Desperation, indeed, is what drives Squid Game’s participants to compete. Although they’re given the option to leave the game at the beginning of the show, they all ultimately return, realizing that scraping by in the real world with no viable way to escape poverty is possibly worse than risking death for a life-altering prize. From this perspective, the brutality is almost beside the point — although there likely are some people who do watch for the gore. “The violence really puts an exclamation mark on the human struggle elements,” says Dr. Praveen Kambam, a child, adolescent, and forensic psychiatrist. “[It] shows just how far these people are willing to go ... They would rather endure this level of violence, or chance of violence, than deal with the system outside of the game.”
“Debt makes everybody feel vulnerable and anxious and desperate.”
This social commentary speaks to us on a deep level, but the games’ horrific format also adds to Squid Game’s allure. Contrasting the innocence of childhood games against the knowledge that something sadistic is about to happen creates a cognitive dissonance that “amplifies the horror and sense of powerlessness” we feel while watching, says Dr. Pamela Rutledge, a media psychologist.

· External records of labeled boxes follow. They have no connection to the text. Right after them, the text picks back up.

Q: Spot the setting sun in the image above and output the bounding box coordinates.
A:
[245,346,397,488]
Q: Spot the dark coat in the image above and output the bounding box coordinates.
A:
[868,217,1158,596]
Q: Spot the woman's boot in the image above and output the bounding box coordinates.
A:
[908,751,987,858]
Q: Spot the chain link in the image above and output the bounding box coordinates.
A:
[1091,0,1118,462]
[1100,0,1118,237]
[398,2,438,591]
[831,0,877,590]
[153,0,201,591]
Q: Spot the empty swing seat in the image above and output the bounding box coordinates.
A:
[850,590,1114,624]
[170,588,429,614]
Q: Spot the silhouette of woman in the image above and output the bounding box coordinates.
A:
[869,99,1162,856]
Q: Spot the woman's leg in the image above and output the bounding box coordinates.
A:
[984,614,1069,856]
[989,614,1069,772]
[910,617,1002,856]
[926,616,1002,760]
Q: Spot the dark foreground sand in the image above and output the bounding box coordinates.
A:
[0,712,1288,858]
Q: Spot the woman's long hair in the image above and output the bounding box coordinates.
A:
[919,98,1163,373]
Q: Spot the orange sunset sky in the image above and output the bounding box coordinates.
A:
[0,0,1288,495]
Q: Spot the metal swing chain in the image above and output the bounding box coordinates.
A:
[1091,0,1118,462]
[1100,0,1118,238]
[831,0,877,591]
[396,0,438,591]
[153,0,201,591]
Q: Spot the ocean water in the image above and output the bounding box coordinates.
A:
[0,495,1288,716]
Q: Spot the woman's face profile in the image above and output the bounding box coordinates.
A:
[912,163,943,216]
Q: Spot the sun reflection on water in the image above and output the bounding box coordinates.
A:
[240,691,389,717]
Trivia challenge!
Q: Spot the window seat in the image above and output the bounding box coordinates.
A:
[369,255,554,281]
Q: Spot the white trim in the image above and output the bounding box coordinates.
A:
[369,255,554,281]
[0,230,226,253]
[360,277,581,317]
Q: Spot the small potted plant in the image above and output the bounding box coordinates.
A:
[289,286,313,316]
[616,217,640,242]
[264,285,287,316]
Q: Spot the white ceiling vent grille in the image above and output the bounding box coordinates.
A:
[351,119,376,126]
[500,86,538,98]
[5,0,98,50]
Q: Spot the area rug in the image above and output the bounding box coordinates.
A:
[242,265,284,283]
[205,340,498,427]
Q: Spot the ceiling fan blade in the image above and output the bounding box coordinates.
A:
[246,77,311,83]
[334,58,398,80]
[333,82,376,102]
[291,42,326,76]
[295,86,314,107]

Bender adds that when he sees kids in therapy, it’s apparent that they’re “not in control of their lives.” So when you have adults forced to play children’s games, it’s like the tables are turned and “suddenly they’re the children not in control.” This makes Squid Game heart-pounding and devilishly effective: Just as viewers were horrified to learn that The Hunger Games offers up children as tributes, so too does Squid Game work to constantly disarm us — a reflection of what the characters themselves are feeling.
The premise also picks at an age-old discomfort. “What’s subtle and insidious is that children’s games are kind of cruel in and of themselves,” Bender says. “There’s someone left out, someone has no seat when the music stops, somebody is made to feel like they didn’t do a good enough job.” Squid Game captures that agonizing feeling and plays off of it in increasingly clever ways. What is the playground, the show asks, if not a microcosm of the cutthroat business world under capitalism?

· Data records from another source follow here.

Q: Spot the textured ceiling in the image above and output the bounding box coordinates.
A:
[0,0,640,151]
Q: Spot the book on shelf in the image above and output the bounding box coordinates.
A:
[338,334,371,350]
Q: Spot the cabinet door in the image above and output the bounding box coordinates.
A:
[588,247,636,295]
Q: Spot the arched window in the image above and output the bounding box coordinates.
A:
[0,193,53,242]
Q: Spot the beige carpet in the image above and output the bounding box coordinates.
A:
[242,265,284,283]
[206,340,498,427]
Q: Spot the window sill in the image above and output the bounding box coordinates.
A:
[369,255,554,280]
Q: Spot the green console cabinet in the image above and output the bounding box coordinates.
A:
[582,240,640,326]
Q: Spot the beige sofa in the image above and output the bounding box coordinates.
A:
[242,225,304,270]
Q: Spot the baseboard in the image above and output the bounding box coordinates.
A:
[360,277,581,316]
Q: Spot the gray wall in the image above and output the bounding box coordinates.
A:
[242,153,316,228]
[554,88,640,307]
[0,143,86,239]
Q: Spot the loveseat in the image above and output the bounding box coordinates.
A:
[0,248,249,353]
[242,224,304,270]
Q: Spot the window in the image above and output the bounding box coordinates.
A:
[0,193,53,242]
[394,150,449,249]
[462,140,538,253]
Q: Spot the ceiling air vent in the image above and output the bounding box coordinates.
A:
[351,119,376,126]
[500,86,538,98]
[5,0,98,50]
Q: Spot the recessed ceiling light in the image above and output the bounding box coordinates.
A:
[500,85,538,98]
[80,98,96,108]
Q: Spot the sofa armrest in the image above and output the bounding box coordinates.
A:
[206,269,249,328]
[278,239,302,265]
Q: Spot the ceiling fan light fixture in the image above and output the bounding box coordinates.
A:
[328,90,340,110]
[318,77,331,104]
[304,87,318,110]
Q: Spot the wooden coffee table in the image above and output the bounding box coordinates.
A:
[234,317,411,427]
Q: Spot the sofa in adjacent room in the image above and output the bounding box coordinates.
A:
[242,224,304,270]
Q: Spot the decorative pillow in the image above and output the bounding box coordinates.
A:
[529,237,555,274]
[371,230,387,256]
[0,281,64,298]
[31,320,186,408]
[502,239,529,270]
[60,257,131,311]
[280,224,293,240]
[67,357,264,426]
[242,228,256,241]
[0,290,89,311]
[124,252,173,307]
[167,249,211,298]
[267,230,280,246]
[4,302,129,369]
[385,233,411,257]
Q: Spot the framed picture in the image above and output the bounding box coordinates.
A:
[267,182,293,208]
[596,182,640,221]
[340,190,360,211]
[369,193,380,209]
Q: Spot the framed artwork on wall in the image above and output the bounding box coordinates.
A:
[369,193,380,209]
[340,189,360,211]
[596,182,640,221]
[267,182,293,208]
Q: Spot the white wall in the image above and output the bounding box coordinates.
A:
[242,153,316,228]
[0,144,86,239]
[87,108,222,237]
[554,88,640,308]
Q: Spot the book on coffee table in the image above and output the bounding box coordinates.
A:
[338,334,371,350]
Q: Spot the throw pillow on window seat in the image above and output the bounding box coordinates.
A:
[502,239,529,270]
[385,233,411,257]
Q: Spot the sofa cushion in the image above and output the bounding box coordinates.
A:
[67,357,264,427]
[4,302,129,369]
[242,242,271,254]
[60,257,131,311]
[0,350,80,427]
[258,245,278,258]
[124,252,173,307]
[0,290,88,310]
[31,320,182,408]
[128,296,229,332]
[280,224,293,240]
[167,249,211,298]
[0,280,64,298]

As Squid Game progresses, the moral dilemmas the characters face grow increasingly intractable, and the show forces us to look inward and question how we would react in similarly distressing situations. In social psychology, people tend to “overestimate the moral choice” they would make and “underestimate the influence of group dynamics and compliance,” Kambam says. None of us want to believe that we’d side with the bully or act only in self-preservation. But shows like Squid Game ask us to second-guess ourselves, and “that is [both] scary and exciting on an unconscious level,” Kambam adds.

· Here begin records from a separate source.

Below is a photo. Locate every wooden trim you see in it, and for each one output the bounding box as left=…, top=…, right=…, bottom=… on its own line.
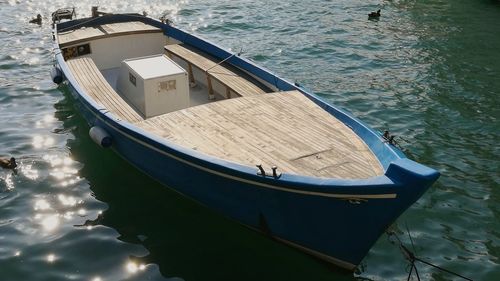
left=59, top=29, right=162, bottom=49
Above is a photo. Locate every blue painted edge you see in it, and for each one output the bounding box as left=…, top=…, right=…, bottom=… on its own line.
left=54, top=14, right=439, bottom=194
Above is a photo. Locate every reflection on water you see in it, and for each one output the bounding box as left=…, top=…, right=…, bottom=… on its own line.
left=0, top=0, right=500, bottom=281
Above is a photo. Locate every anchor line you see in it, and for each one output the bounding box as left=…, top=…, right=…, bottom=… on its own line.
left=386, top=223, right=474, bottom=281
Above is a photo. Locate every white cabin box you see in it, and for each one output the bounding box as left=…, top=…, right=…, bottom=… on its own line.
left=117, top=55, right=189, bottom=118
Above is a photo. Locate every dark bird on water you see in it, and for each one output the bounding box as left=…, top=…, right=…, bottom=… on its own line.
left=0, top=157, right=17, bottom=169
left=30, top=14, right=42, bottom=25
left=368, top=10, right=380, bottom=19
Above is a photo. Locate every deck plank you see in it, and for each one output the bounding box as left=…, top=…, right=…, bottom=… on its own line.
left=136, top=91, right=384, bottom=178
left=67, top=57, right=144, bottom=123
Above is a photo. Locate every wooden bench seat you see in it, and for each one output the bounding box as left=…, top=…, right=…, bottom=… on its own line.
left=165, top=44, right=266, bottom=98
left=66, top=57, right=144, bottom=123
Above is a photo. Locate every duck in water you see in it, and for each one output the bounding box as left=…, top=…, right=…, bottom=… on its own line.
left=0, top=157, right=17, bottom=169
left=368, top=10, right=380, bottom=20
left=30, top=14, right=42, bottom=25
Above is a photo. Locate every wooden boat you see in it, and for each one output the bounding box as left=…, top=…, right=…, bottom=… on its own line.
left=53, top=11, right=439, bottom=270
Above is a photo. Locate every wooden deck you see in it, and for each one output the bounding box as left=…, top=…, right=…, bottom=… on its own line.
left=58, top=21, right=162, bottom=48
left=136, top=91, right=384, bottom=178
left=165, top=44, right=265, bottom=98
left=66, top=57, right=144, bottom=123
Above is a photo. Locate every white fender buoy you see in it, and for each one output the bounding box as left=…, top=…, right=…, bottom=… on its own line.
left=50, top=66, right=63, bottom=84
left=89, top=126, right=113, bottom=148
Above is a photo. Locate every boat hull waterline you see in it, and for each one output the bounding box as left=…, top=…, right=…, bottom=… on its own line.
left=54, top=14, right=439, bottom=270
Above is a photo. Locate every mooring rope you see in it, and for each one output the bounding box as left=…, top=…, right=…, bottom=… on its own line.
left=386, top=224, right=473, bottom=281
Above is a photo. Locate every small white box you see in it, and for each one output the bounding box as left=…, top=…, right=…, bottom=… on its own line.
left=118, top=55, right=189, bottom=118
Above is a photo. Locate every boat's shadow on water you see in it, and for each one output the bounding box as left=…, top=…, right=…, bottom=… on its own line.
left=56, top=87, right=355, bottom=280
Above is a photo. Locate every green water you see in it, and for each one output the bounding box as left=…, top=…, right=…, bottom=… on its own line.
left=0, top=0, right=500, bottom=281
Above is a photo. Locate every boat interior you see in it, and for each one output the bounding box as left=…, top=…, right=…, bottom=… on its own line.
left=57, top=22, right=384, bottom=179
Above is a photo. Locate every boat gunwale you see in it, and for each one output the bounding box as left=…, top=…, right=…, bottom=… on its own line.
left=54, top=14, right=433, bottom=199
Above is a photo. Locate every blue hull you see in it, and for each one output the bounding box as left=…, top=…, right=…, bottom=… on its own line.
left=52, top=15, right=439, bottom=269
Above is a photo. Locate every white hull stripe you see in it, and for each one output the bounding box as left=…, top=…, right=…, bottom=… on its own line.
left=66, top=75, right=397, bottom=199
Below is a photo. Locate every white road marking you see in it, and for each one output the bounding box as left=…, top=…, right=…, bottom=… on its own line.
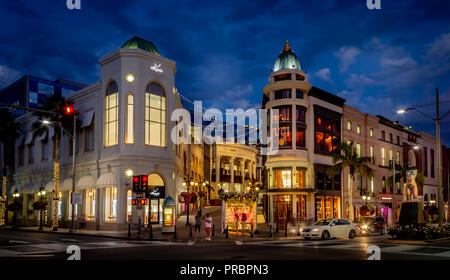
left=9, top=240, right=31, bottom=244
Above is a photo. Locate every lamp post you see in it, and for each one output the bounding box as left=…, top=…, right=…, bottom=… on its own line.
left=397, top=88, right=450, bottom=225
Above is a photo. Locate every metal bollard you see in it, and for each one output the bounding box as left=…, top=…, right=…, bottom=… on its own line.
left=148, top=223, right=153, bottom=240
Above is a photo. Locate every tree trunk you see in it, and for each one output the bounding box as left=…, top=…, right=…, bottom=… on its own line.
left=52, top=130, right=59, bottom=231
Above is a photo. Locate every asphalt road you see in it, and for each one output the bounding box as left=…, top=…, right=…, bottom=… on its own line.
left=0, top=231, right=450, bottom=261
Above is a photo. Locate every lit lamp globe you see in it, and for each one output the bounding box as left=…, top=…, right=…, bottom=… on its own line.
left=124, top=168, right=134, bottom=178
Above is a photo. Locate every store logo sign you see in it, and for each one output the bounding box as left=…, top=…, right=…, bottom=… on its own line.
left=66, top=0, right=81, bottom=10
left=150, top=63, right=163, bottom=73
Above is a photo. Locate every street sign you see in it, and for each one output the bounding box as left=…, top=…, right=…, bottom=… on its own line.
left=71, top=192, right=83, bottom=204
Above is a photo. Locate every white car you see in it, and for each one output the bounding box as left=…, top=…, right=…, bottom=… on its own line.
left=301, top=219, right=358, bottom=240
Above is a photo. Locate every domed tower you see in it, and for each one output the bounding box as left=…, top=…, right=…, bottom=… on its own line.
left=263, top=41, right=314, bottom=229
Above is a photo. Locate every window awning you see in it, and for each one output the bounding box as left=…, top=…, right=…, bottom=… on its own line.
left=96, top=172, right=117, bottom=188
left=75, top=175, right=95, bottom=190
left=80, top=110, right=95, bottom=128
left=59, top=177, right=72, bottom=191
left=25, top=132, right=33, bottom=145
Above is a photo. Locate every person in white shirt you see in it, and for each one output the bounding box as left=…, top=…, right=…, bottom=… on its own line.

What is the playground, the show asks, if not a microcosm of the cutthroat business world?
Part of Squid Game’s appeal is born from hope: Seeing contestants survive, as well as surviving the grueling test that is watching the show, can make our own struggles seem possible to overcome, according to Rutledge. But there is also a twisted complicity that ratchets up the intrigue. For centuries, humans have delighted in watching people confront difficult situations, most notably in the ancient gladiator games that began in the late first century BC. Gladiators were usually criminals, slaves, or prisoners of war who gave up what little legal protection they had for the chance to make money. Putting them in a public duel to the death entertained the masses while also ensuring power remained in the hands of the rulers at the top.
We see that dynamic in Squid Game between the VIPs and competitors, but on a more meta level, it speaks to us as audience members as well. Watching onscreen is “a ‘safe’ way of sharing the risky adrenaline rush of the participants,” Kambam says. While the VIPs watch Gi-hun and the participants, we watch them all from our own little glass boxes at home.